For a far more human -- and interesting -- take on ISP Terms of Service Agreements, I really like Svensson's follow-on piece, which takes a lighter view of the TOS agreements and pokes a little fun at some of their more arcane provisions without stirring up unnecessary conflict. I found it over on Yahoo.
As I've noted before, I spent more than a decade in Internet public policy fighting the RIAA and other content providers over file sharing, protecting the right of the technology to exist and opposing legislation that would have been detrimental to consumers.
But as we move forward, and more legitimate sources to buy music and video online make sharing it seem more like theft than sharing, I grow weary of all the debates over it. If you are downloading to the point that you are violating a TOS agreement, you aren't just downloading security patches from Microsoft. You aren't just downloading an occasional song or two, or even watching a lot of YouTube videos.
You are stealing.
And I'm content to let that be between you and the copyright holders, until it comes to you sucking up the bandwidth I pay for so you can have your bootleg music and videos. When it comes to that, I hope my ISP invokes the TOS, hangs you by your thumbs, flogs you without mercy and lectures you sternly. Then cuts off your access.
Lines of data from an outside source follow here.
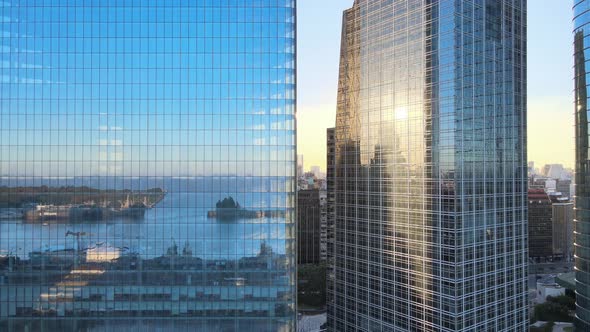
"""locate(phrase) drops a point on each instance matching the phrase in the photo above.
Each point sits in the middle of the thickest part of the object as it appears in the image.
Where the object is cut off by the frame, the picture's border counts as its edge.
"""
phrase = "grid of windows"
(582, 190)
(147, 165)
(430, 174)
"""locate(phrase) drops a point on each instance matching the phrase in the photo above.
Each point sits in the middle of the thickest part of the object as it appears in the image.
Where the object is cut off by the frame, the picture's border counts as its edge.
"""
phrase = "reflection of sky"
(162, 227)
(95, 91)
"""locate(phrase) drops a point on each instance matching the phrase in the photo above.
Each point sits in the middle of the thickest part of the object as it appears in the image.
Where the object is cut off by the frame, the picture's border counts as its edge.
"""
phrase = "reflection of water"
(163, 225)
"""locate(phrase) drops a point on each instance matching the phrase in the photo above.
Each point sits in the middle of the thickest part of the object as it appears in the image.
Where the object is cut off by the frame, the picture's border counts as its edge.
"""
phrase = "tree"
(552, 311)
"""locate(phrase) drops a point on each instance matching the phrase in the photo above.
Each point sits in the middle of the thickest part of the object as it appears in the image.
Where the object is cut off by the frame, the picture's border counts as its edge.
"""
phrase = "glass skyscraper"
(147, 165)
(582, 178)
(430, 172)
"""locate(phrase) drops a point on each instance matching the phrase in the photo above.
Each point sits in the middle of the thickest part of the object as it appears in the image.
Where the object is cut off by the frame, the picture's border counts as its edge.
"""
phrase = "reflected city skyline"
(122, 124)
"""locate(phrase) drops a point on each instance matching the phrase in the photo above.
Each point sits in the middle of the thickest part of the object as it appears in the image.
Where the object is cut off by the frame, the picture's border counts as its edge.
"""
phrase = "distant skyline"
(550, 79)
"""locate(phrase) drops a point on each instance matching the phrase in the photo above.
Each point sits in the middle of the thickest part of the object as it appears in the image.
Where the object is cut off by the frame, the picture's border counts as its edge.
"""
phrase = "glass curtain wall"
(147, 165)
The Financial Times today reports that France is planning to take a hard line against downloaders of copyrighted materials - basically, a "three strikes and you're out" policy that will cut off Internet access for habitual offenders.
This news follows an op-ed by HDNet CEO and Dallas Mavericks owner Mark Cuban, who asks ISPs and networks to throttle back on Internet piracy because he doesn't want their illegal activities cutting into his bandwidth. I agree. In fact, had I had this blog up and running in time I would have beaten Cuban to the punch with my own support for Comcast and other networks that are managing traffic to keep all of us up and running.
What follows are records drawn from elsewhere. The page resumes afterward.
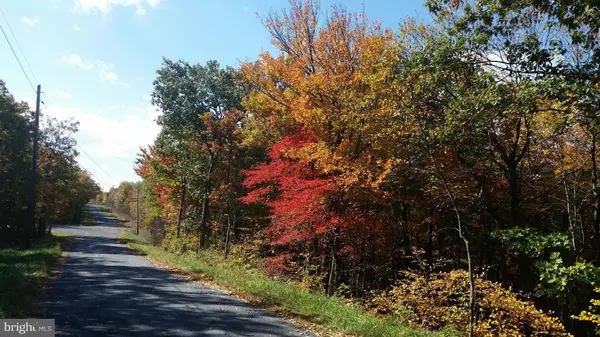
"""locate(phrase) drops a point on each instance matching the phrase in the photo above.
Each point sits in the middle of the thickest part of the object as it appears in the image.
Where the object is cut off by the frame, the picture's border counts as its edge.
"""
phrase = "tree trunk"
(41, 227)
(596, 194)
(206, 203)
(513, 183)
(227, 236)
(332, 283)
(181, 206)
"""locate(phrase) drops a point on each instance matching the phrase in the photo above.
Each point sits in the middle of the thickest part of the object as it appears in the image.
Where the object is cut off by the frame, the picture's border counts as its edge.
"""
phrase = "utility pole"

For nearly two decades, I've defended file sharing for all of its legitimate purposes. I have testified before Congress that those who would destroy a technology just to stop a few lawbreakers are wrong. I have objected to characterizations of P2P as a tool of terrorism or a venue for child pornography. And I have helped to unmask and criticize the tactics of the RIAA and MPAA as unwarranted and counter-productive.
I still support P2P as a technology, and still believe the RIAA and MPAA are being hysterically wrong. But there is another side to this issue, and it needs to be said: the dominant use of P2P file sharing is not the noble pursuit of science or the battle cry of freedom. It is theft.
Early abusers of the P2P technology had a lot of ways to justify their theft - the arrogance and financial chicanery of the music industry; the fact that everyone else was doing it; the lack of legitimate online sources from which to buy music and video; and copyright laws that seemed to protect not the artists themselves but the selfish financial interests of their heirs and corporations.
Still, it was and is stealing. And it is made all the worse because today they are stealing from you and me. It's not just a quick con to swindle some large corporation - it's more like Robin Hood deciding to steal from the poor. These crooks are literally stealing the bandwidth I have paid for and that my family needs for our own uses. Shame on them for doing so, and shame on those who wrap themselves in the banner of freedom to justify it.